The Employer's Legal Resource: Oklahoma Supreme Court Addresses Dual Capacity Doctrine for Stockholders of Employers
You may remember application of the dual capacity doctrine under the now-repealed Oklahoma Workers Compensation Act (OWCA): an employer is generally immune from tort liability to an injured employee, but might become liable to the employee in tort if the employer, in addition to its capacity as an employer, occupied a second capacity towards the employee completely independent from and unrelated to its status as an employer.
In 2013 the OWCA was repealed and replaced by the Administrative Workers Compensation Act (AWCA). As part of the AWCA, 85A Okla. Stat. § 5 was enacted. Section 5 states, in part, that "the remedies and rights provided by this act shall be exclusive regardless of the multiple roles, capacities, or personas the employer may be deemed to have." As the Court of Civil Appeals held last year, this statute unambiguously abolished the dual capacity doctrine with regard to employers.
In a recent case the Oklahoma Supreme Court confronted a different issue - whether the AWCA also abolished the doctrine of dual capacity with regard to stockholders of an employer, such as a parent corporation.
Perry Odom was an employee of Penske Logistics, LLC. Penske Logistics was a wholly-owned subsidiary of Penske Truck Leasing Co. A trailer owned by Penske Truck Leasing fell on Odom while he was working for Penske Logistics. Odom filed a worker's comp claim against Penske Logistics, his employer. He then filed suit in federal court for negligence against Penske Truck Leasing. The question raised was whether Penske Truck Leasing, the sole shareholder of the employer, could be sued in tort for negligence or whether Odom was limited to the remedies provided by the AWCA. Because it was a matter of state law, the question was sent to the Oklahoma Supreme Court.
In answering the question, the Oklahoma Supreme Court first confirmed what the Court of Civil Appeals had already held - that § 5 of the AWCA abolished the dual capacity doctrine with respect to employers.
The Supreme Court then addressed whether an injured employee could sue his employer's stockholders. The Supreme Court found the language of § 5 concerning the application of the dual capacity doctrine to stockholders was ambiguous. Resolving this ambiguity, the Supreme Court held the AWCA did not fully abolish the dual capacity doctrine with regard to an employer's stockholders. This means if the stockholder possesses a persona which is independent from that of the employer, the stockholder may be sued outside the AWCA. The test set forth by the Supreme Court is:
- Is the stockholder acting in the role of employer, rather than being a mere passive stockholder?

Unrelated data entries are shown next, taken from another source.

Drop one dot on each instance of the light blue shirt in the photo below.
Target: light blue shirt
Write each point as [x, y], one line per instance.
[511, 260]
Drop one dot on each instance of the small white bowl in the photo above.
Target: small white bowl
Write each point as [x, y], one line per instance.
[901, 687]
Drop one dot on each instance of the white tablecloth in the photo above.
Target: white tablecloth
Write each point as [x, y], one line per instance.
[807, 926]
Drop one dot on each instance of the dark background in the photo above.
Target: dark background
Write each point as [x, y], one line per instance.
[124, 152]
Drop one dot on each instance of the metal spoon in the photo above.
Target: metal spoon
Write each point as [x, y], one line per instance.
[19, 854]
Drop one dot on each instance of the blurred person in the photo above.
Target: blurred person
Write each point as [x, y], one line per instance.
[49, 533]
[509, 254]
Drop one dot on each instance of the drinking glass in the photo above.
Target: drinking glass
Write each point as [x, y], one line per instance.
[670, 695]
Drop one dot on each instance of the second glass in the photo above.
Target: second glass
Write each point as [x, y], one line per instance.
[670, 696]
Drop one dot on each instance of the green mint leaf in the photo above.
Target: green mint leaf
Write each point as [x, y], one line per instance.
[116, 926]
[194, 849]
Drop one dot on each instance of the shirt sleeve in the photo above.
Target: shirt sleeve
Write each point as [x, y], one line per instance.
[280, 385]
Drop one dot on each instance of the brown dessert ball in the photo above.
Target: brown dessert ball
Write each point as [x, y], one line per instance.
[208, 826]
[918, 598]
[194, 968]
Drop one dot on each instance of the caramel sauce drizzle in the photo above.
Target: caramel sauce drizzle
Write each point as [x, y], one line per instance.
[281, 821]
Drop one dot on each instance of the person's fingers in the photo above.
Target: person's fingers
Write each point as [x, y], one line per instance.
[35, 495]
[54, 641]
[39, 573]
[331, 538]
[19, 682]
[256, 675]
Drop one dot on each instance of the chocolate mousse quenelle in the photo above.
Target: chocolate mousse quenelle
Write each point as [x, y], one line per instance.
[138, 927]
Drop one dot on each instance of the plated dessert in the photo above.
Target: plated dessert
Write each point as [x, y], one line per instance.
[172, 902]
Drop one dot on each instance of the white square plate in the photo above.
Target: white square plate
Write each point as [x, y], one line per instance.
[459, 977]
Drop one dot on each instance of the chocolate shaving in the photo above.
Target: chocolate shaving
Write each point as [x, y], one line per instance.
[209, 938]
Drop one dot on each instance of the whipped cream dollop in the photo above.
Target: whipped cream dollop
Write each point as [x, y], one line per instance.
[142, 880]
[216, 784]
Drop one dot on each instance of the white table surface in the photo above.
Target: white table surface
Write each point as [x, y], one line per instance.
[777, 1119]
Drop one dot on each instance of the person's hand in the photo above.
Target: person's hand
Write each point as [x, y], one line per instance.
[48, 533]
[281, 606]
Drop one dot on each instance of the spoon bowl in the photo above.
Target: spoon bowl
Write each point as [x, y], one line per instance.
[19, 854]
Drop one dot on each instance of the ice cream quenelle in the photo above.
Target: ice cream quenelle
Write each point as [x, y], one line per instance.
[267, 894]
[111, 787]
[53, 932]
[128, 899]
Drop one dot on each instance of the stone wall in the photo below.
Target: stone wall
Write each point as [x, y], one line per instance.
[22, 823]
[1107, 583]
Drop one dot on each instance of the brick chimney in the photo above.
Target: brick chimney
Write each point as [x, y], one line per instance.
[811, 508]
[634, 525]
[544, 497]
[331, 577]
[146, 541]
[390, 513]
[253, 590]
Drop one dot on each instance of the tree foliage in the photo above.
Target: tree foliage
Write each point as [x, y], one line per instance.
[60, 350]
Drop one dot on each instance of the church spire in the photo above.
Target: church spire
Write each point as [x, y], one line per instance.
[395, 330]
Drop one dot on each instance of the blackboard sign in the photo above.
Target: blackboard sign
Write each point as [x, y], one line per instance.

The Supreme Court stated that whether the test is satisfied must be determined on a case-by-case basis, based upon the particular facts of the case.
Because the facts regarding the role of Penske Truck Leasing had not been fully developed, the Supreme Court could not determine whether Penske Truck Leasing could be sued under the dual capacity doctrine. The case was sent back to federal court to develop those facts.
The takeaway from the Supreme Court's opinion is that AWCA did not fully abolish the dual capacity doctrine for an employer's stockholders. If the facts show an employer's stockholder possesses a persona independent from that of the employer, it may face liability to an employee outside of the AWCA. Until the legislature addresses the Supreme Court's decision and amends AWCA to unambiguously abolish the dual capacity doctrine for an employer's stockholders, stockholders must carefully consider their involvement with their subsidiary's business activities.